Spotted on the Daily Mail, both on the UK homepage:
Blackburn Rovers’ Bradley Dack and his reality-star ex-girlfriend are bread and butter for the Mail’s British site, and you might argue that the son of Lance Armstrong is too: but for sure neither Bradley nor (one suspects) anyone else in League One has ever been a “preferred walk-on”*. Of course, that’s because the two men operate in entirely different sports: but last week Mail UK had them both playing “football”.
This blog is generally sanguine about the accidental merging of news agendas as media organisations spread out across the anglosphere. A story’s a story, even if confusions occasionally arise over different dress sizes or the fact that more than one country calls its currency the “dollar”. If articles leak across the content management system into other jurisdictions, as one has here, there’s often no harm: British readers are happy to critique an NBA player’s scatter cushions or admire a Jersey Shore star’s $5,000 dress.

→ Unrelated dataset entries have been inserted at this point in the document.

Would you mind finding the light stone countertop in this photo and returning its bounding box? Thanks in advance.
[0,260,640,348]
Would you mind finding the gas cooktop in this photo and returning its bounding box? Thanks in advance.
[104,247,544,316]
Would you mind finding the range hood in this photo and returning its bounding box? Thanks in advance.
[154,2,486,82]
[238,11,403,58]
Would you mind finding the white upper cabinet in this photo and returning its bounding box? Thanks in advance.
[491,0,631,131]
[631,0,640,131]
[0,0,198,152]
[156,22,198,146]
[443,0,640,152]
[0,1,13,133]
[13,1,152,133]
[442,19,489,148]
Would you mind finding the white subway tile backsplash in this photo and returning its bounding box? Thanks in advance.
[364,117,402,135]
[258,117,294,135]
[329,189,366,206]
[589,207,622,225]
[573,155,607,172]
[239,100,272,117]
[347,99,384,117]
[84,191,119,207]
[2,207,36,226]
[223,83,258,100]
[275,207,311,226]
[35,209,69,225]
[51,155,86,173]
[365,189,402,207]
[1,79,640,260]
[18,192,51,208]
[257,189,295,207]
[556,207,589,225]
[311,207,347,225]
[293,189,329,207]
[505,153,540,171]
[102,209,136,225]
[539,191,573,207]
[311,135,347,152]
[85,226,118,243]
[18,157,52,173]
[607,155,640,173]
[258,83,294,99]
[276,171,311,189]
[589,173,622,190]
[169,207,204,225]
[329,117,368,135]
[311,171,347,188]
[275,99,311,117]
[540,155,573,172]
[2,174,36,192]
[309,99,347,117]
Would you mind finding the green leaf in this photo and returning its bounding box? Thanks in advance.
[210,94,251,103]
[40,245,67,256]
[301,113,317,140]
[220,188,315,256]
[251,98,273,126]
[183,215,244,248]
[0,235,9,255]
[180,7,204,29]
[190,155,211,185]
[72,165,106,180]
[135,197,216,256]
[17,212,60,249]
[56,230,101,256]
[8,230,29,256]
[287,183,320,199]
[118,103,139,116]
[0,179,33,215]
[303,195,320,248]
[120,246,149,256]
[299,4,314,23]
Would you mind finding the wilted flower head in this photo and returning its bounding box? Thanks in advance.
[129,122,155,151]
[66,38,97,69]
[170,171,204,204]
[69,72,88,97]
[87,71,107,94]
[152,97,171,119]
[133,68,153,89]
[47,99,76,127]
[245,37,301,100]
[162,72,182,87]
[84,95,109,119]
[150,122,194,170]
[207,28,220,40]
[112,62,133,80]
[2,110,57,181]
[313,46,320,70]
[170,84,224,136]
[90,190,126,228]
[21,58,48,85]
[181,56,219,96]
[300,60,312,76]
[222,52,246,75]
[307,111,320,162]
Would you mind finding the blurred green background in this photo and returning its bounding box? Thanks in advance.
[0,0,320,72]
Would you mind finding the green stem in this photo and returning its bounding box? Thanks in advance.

But this word, you suspect, is going to be a sticking point. In the US, American football is just “football” and football is “soccer”. In Britain, “football” is the game sanctioned by the FA, and all other games with the same name are qualified geographically: American football, Australian rules football, even Rugby football. American readers might be disappointed to discover that a story about a troubled “football player” doesn’t involve the NFL, and in Britain there would be open revolt if UK news organisations routinely referred to the national game as “soccer”, even though the term is British in origin.

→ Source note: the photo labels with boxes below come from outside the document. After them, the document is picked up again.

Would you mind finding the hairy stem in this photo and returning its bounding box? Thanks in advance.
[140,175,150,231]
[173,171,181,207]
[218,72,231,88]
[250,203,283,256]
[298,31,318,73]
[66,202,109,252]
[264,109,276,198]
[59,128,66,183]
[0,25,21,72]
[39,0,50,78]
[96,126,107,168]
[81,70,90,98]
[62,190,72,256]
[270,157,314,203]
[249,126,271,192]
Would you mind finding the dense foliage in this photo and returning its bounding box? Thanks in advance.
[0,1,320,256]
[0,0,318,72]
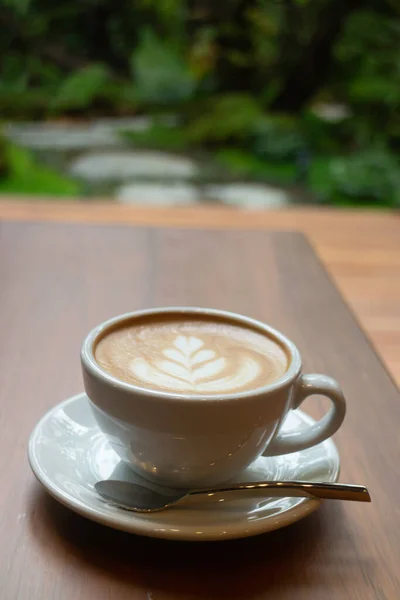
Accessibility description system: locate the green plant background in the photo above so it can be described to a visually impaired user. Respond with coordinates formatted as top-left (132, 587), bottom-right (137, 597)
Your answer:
top-left (0, 0), bottom-right (400, 206)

Imposing one style across all jurisdictions is out of the question here. So what to do? This appears to be another case where the sometimes unsatisfactory approach adopted by the Guardian on its transatlantic ventures – that of “honouring the author’s voice” – is the only one that’s going to work. As its former production editor in the US, Maraithe Thomas, explains:
We might be born of a British news organisation but we were here to report on the US and to carve out our own space as a fully American news outlet. But then were we going to change the English of veteran British journalists, who were reporting over here, into American English? That didn’t feel right. …

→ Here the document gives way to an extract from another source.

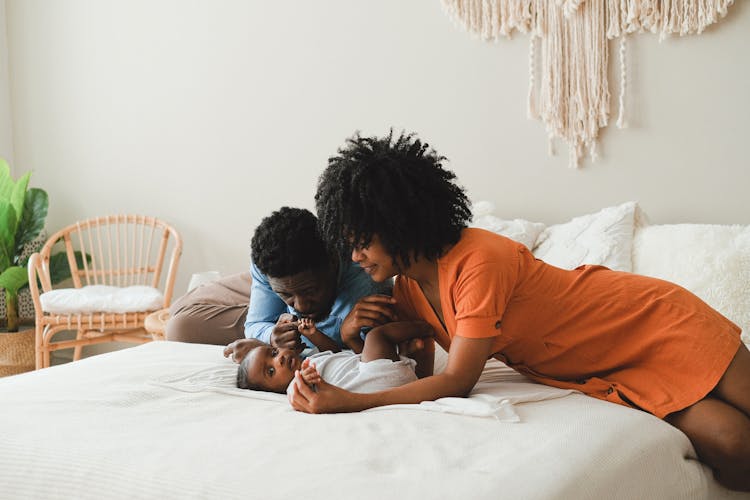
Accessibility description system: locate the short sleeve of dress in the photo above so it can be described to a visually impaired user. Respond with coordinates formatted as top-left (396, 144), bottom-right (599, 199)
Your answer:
top-left (452, 252), bottom-right (519, 338)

What we decided to do, as I did my best to explain to the Atlantic, was to honor the individual reporter’s voice. British English would of course be maintained throughout the Guardian newspaper, but online we would follow the reporter’s lead.
This approach does, of course, create many problems of its own, not least the one of leaving readers to work out which “football” a news organisation is talking about in any individual story. But not every Americanism or Britishism travels smoothly across the Atlantic: sometimes there’s serious cultural resistance. And when there is, whichever sport you’re talking about, it’s unwise to pick sides.
*That is, a college player not good enough to be granted a sports scholarship, but nonetheless likely to see playing time (as opposed to normal non-scholarship players, who frequently must hang on tooth and nail just to stay in the squad).